Thursday, 20 August 2009

Taking a Knife to it

Continuing with my knife practice has become the latest mission and so out again at the first opportunity to try it at one of my favourite locations. The stretch of cliffs near Souter lighthouse has all sorts of interesting shapes, but as can be seeen from the photograph taken on the day we can't guarantee decent light. It was windy, so a sheltered cove it had to be, and the light conditions were flat and dull, never the best conditions for me, particularly at the moment when I'm trying to improve colour work and knife technique. The knife lends itself to making bold statements, ideal when the light provides clear tonal demarcations and easily differentiated colour. I think that my hesitancy is evident in some of the passages in this piece. It took longer than usual to paint this, over three hours, and only rarely did any light get through. The thing that takes the time is the decision making and subsequent restating of areas that need adjustment. There is a serious amount of paint on this canvas. Maybe the lesson lies in choosing subject matter more appropriate to the technique in the prevailing conditions, so for instance this subject might have better been rendered in watercolour or pen and wash. Never mind another day another lesson, but the knife felt a little more comfortable in this session. The next trip here will have to wait till there is a coincidence between domestic duties and the appearance of the sun, when hopefully the palette will shift towards a brighter range of colour.



Souter Cliffs - Photograph



Souter Cliffs - Oil on canvas board 12" x 10"

4 comments:

Maggie Latham said...

Mick, I love taking your voyage of discovery with you through your painting blog. This looks like a great place to paint, but it looks cold! It wold be interesting if you went back next week and did indeed make quick watercolour studies or thumbnails.

Btw.....I have just discovered a way of preparing light weight boards, which is much quicker than how I used to prepare them. I'll post about it on my main art blog in case you are interested.

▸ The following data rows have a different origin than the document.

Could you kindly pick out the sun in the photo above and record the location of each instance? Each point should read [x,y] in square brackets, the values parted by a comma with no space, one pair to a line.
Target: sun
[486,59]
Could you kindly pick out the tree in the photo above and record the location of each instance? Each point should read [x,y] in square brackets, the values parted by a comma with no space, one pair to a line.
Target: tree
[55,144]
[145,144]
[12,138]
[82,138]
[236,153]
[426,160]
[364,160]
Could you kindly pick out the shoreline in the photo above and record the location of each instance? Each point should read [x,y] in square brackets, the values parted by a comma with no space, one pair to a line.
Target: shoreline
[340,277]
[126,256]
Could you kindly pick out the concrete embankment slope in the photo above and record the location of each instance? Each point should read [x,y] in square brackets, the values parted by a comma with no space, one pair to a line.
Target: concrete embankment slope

Do you find you need a heavier weave of canvas for your knife work?
Maggie

Mick Carney said...

Maggie - Thanks. Look forward to reading your new board method as I'm running out and ready to make a decision as to how to go about the re-stock. At the moment I'm using up my supply of Loxley canvas boards. Having tried a number of types I settled on these as the most consistent in quality and they are the same medium weave that I usually use. My aim is to switch over to linen having just tried a couple of stretched canvases, I like the feel but there is no supplier of linen board that I can find in this country, so do it myself beckons.

Mary Sheehan Winn said...

Great work on this and awesome scenery. Reminds me of Nova Scotia.

Mick Carney said...

Mary - We are very lucky to have this sort of thing on the doorstep. Thanks for visiting.